The shortest distance between two points is a straight line. The truth is a straight line. I tell my patients the truth; at least as much of the truth as they can bear. It’s what makes them understand what they need to know. The doctor hasn’t told my first patient what acute hepatic encephalopathy is; I tell her that her liver is making her crazy. I don’t say it that bluntly. I say that her filter isn’t filtering everything it should. When some things don’t get filtered it makes it hard to think. I tell her and her family good luck, because I know that attention and memory exercises won’t fix the liver.
My next patient cries. Organ preserving chemo and radiation therapy tend to do that to a person. Organs are preserved, but function is… well, it’s shot. That distance between us shrinks. I hand him a tissue. I express controlled, detached, concern. This is done by retracting the lips tightly, a slow blink of the eye lids, and an easy nod of the head. It shows understanding. Then come the questions: When can I eat again? What’s aspiration pneumonia? Why can’t I drink water? What does dysphagia mean? The short answers are: I don’t know, it’s an infection that can kill you, it’s going into your lungs, and it means trouble swallowing.
A good day is one where there are more smiles than tears. Sometimes I bring good news.
“Your swallow study shows no aspiration or penetration,” I say. This means they get to eat and drink regular food and drinks. No thickened liquids or pureed hamburgers for you anymore. I smile a little more during these interactions. It’s sincere.

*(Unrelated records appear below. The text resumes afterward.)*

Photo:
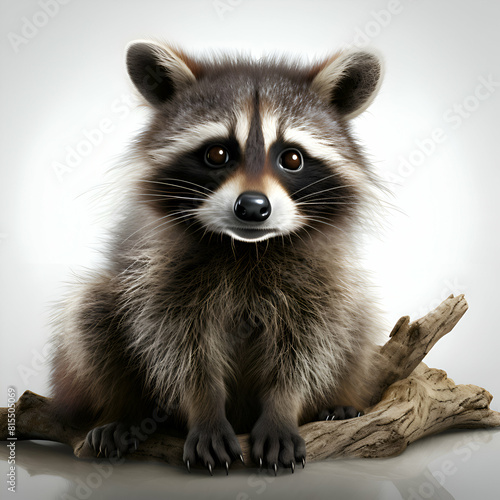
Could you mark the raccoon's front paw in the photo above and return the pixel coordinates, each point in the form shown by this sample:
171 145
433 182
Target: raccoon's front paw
211 444
339 412
113 438
274 444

The truth is a straight line. I’m closer to my patients when they are happy. I’m also closer to my patients than I want to be when they are sad. Sometimes the distance I keep is just a means to sublimate the pain of the shared experience. But, that pain must be dealt with. I have to deal with it just like the family does. As a swallowing therapist (Speech Language Pathologist), I won’t know how close is too close until I meet you, until I learn your circumstances. Then your problems, will in part, become my problems. I’ll think of you when I’m away from work. I’ll pray with you if you ask me to. You are more than a diagnosis.
There is too much clinical detachment. When you try too hard to be detached from the problem, you succeed at only one thing for certain: you lose sight of the person that has the problem.